Auburn city officials had deemed the neighborhood a “development district,” so the Hills received little pushback when reclassifying the commercial building for residential use. “We think the area is healthy and diverse, so everyone was supportive,” David says.

When the Hills purchased the building, they were unaware of its backstory —it was merely a termite-infested plumbing storehouse with a promising brick-and-concrete exterior. “During construction our neighbors kept coming up and sharing stories about getting their hair cut here, or eating here when it was a cafe,” David says. “We realized we had to be a little more careful. This thing had a life, a more interesting life, than we had ever imagined. We kind of stepped back a little bit and didn’t do some of the architectural moves that we originally thought we were going to do.”

Rather than change the existing walls, David, a principal at the Virginia-based firm D.I.R.T. Studio, worked within the existing spatial volume. Even though several interior walls were added to create bedrooms and bathrooms, David demarcated six significant masonry changes with steel cladding and trim. He ended up with a steel-clad fireplace, a steel-framed front door and trim work, as well as a custom half-ton steel sliding door separating the kitchen, dining, and sitting areas from the living room. “That’s a really fun piece of the house. We can literally close the kids in and have adult conversations, or close the adults in and have kid conversations,” David says. The door is one of several that delineate the public and private rooms, as well as the children’s and adults’ spaces.

David and Elizabeth salvaged as many of the original ceiling tiles as possible for the main living spaces and incorporated pieces of ephemera found nearby, including a Southern Delite cafe sign for the kitchen.
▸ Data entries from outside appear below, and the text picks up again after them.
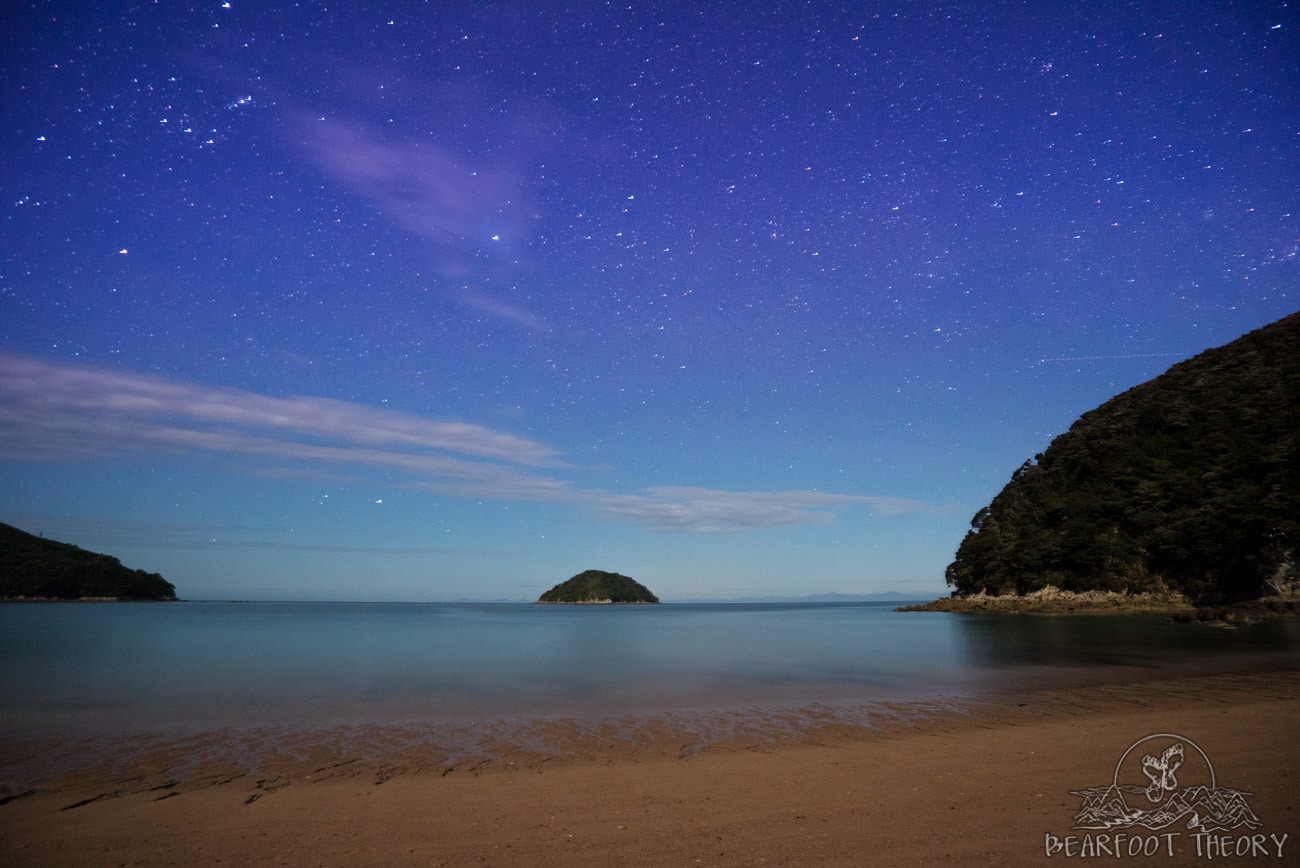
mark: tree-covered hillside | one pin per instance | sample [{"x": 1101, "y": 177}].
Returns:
[
  {"x": 598, "y": 586},
  {"x": 37, "y": 568},
  {"x": 1190, "y": 481}
]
The living, kitchen, and dining areas retained their original brick walls and plaster, which boasts a patina of paint layers, including a splash of red glitter from the building’s time as the King’s Kongo Klub.

In the master bedroom—once a cab mechanic’s station during another chapter of the building’s life—a French door now leads to the garden, through the same spot where cars once drove in and out. The decision to create a direct opening to the outdoors was “very strategic, because you can only afford to get this kind of connection between inside and outside in a couple of spots,” David says.
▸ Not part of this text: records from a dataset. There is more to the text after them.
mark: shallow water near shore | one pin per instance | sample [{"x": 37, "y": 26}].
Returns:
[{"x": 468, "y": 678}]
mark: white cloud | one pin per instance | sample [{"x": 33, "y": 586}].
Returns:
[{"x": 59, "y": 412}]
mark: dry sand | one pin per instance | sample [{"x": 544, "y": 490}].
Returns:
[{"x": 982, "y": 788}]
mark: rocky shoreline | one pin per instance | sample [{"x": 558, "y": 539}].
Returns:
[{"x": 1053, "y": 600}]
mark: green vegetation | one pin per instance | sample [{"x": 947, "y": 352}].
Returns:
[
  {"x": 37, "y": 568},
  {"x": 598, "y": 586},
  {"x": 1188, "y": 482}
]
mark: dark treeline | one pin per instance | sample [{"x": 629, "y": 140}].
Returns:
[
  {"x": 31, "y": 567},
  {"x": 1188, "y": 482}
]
It is precisely the many careful considerations, from the sliding doors to structural orientation to historical sensitivity, that provide a sense of home. And, despite the unusual choice of building that garners, as David puts it, “a few funny looks from our friends,” a distinctly Southern tradition pervades. “We’re not all on top of each other,” Elizabeth says, “but I can cook dinner while one child is reading a book, and another is playing Legos, and the other is doing something else, and we’re all in this shared space. I just love it.”